Rivadavia's Idea Sprouts Forth In Australia
C. Villalobos Dominguez
[Reprinted from Land and Freedom, July-August
1927. Translated from Mundo Argentina, Buenos Aires]
Canberra: A city where all will be able to live and work without
being overloaded with the heavy burden of taxes and all will be able
to have a house of their own without having to buy the land.
IN this month of May, which is consecrated to the memory of the birth
of the Argentine nation, the most positive tribute for the
perpetuation of one of its most outstanding creators has been
provided, not by Argentines, but by men of another country and another
race; to be exact, by our antipodeans, in the Australian continent.
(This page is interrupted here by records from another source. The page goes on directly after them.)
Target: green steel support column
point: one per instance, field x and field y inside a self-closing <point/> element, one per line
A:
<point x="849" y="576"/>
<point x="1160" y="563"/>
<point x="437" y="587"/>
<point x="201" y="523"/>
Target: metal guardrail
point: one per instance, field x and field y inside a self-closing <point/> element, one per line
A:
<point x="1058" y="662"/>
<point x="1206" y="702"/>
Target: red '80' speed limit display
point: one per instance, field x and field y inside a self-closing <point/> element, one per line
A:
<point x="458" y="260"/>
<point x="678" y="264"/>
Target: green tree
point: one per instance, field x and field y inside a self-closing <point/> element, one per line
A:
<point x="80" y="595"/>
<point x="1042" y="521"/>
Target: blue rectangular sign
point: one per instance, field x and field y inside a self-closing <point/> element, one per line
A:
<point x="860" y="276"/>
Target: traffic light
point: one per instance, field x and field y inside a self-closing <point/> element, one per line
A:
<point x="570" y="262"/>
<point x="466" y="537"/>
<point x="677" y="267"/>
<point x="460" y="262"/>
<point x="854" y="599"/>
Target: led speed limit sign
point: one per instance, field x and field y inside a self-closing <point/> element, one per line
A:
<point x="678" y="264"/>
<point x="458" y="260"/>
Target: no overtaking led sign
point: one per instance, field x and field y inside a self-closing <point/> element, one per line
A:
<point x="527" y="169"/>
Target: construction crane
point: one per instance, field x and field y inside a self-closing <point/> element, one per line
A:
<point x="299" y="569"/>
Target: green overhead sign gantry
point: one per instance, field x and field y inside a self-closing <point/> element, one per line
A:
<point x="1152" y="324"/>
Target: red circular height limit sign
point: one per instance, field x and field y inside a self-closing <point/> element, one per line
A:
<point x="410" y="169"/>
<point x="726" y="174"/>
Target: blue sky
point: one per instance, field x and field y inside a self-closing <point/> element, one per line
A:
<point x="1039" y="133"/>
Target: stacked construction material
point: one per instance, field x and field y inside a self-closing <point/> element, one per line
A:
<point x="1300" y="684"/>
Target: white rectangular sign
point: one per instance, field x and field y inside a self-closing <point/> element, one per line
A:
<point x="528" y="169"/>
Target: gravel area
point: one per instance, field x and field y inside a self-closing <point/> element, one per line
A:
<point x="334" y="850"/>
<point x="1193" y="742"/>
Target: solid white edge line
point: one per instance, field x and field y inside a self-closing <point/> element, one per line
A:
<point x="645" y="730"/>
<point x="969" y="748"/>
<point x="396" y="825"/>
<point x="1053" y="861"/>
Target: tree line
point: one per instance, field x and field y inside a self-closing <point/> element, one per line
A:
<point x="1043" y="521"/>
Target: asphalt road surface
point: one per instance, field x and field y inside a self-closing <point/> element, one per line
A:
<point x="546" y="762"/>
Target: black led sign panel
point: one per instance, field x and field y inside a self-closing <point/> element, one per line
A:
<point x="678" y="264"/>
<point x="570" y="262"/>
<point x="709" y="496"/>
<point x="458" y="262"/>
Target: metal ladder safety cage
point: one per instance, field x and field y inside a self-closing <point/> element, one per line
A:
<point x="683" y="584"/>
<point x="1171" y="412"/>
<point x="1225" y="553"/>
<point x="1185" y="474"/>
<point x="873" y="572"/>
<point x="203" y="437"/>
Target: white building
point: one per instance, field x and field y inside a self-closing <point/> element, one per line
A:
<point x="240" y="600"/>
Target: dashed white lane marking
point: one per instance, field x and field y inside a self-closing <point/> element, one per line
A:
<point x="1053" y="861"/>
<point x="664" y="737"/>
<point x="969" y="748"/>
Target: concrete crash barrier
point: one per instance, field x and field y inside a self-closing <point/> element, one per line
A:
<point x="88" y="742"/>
There, not with flattering words, but with enduring deeds, on the 9th
of May was inaugurated the Federal Parliament Building and in the act
celebrated the founding of a great city, which will be the capital of
a great democratic nation like our own, but showing itself to be more
capable, as we shall see, of real and transcendental progress.
The Australian nation, formed of autonomous states, was constituted
in the year 1901, and thus arose the necessity of giving to it a
national capital as seat of the federal government. It was considered
advisable to found a new city, just as was done here in the case of
the city of La Plata, in order to provide a capital for the province
of Buenos Aires.
On studying the best way of organizing the economic bases for the new
metropolis, the Australian authorities, in harmony with advanced
science and enlightened patriotism, decided to establish, as regards
the ground upon which it was to stand, a system of leasing which turns
out to be similar if not exactly the same as the system which was
conceived and implanted with success in our own country by our great
Argentine patriot, Bernardino Rivadavia.
The incipient civic culture of our country in those first days of its
national life was unable to appreciate sufficiently the extraordinary
gift that was bestowed upon it. It could not resist the reactionary
movement under Rosas, the tyrant, which annulled or postponed this and
so many other advanced reforms.
But a great and true thought never dies. Soon or late, it revives.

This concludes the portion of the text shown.